Use dm.parallelized for batch processing large SMILES lists across multiple CPU cores, which can reduce processing time significantly for libraries exceeding tens of thousands of compounds. Combine Morgan fingerprints with computed descriptors as features for improved property prediction models. Prefilter molecules with dm.to_mol before expensive operations to skip invalid entries early in the pipeline.

When to Use It?

Use Cases

Build a compound library preprocessing pipeline that standardizes SMILES and generates fingerprints for similarity searching. Create a scaffold analysis tool that groups compounds by chemical series for medicinal chemistry review. Implement a molecular feature extraction module for machine learning property prediction, such as ADMET modeling or solubility estimation.

Related Topics

Cheminformatics, molecular fingerprints, RDKit, structure-activity relationships, and computational chemistry.

Important Notes

Requirements

Python with the datamol package installed, which depends on RDKit. NumPy for fingerprint array operations. Pandas for descriptor DataFrame handling in analysis workflows. A working RDKit installation is required as the underlying chemistry engine.

Usage Recommendations

Do: standardize molecules before fingerprint generation to ensure consistent representations. Use canonical SMILES as unique compound identifiers after standardization. Validate SMILES parsing results before processing to handle invalid input gracefully.

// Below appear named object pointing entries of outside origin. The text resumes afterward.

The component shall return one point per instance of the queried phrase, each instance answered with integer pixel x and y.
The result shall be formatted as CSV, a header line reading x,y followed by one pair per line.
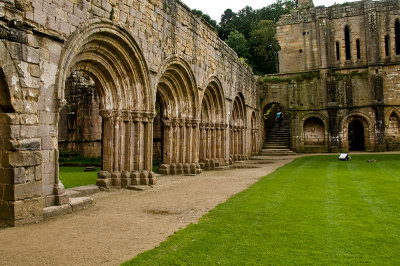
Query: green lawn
x,y
316,210
75,176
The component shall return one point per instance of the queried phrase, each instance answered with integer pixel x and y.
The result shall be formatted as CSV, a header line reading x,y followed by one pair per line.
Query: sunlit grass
x,y
75,176
316,210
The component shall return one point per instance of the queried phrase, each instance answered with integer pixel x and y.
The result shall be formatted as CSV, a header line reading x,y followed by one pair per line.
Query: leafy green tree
x,y
238,43
226,25
206,17
264,47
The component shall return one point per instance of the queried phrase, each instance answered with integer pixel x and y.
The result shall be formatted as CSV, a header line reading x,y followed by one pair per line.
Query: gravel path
x,y
124,223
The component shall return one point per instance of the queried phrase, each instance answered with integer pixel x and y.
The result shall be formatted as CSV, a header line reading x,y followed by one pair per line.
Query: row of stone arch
x,y
127,93
355,134
191,135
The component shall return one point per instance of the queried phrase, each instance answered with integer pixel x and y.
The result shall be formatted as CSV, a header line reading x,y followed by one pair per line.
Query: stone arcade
x,y
130,59
134,81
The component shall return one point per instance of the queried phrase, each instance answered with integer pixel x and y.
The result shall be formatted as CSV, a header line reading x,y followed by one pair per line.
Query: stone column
x,y
108,151
189,142
219,144
116,173
167,142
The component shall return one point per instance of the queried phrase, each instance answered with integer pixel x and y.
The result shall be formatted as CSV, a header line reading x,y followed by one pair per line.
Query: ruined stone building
x,y
339,80
137,81
99,77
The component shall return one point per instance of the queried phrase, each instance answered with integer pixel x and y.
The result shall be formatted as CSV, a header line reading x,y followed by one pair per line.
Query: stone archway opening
x,y
212,128
269,113
393,131
80,124
314,132
238,130
254,134
356,139
158,134
111,61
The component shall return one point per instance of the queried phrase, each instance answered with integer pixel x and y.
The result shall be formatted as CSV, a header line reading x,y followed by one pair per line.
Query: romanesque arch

Don't: skip SMILES standardization, which can produce different fingerprints for equivalent molecules. Mix fingerprint types or parameters within a single similarity analysis. Process very large libraries on a single thread when dm.parallelized is available.

Limitations

Datamol wraps RDKit and inherits its limitations in handling certain complex chemistry like organometallics. Fingerprint similarity does not capture all aspects of molecular activity relevant to drug discovery. Descriptor calculations assume valid molecular structures and may produce misleading values for unusual chemistries. Performance on very large libraries may require parallelization and chunked processing strategies to achieve acceptable processing times.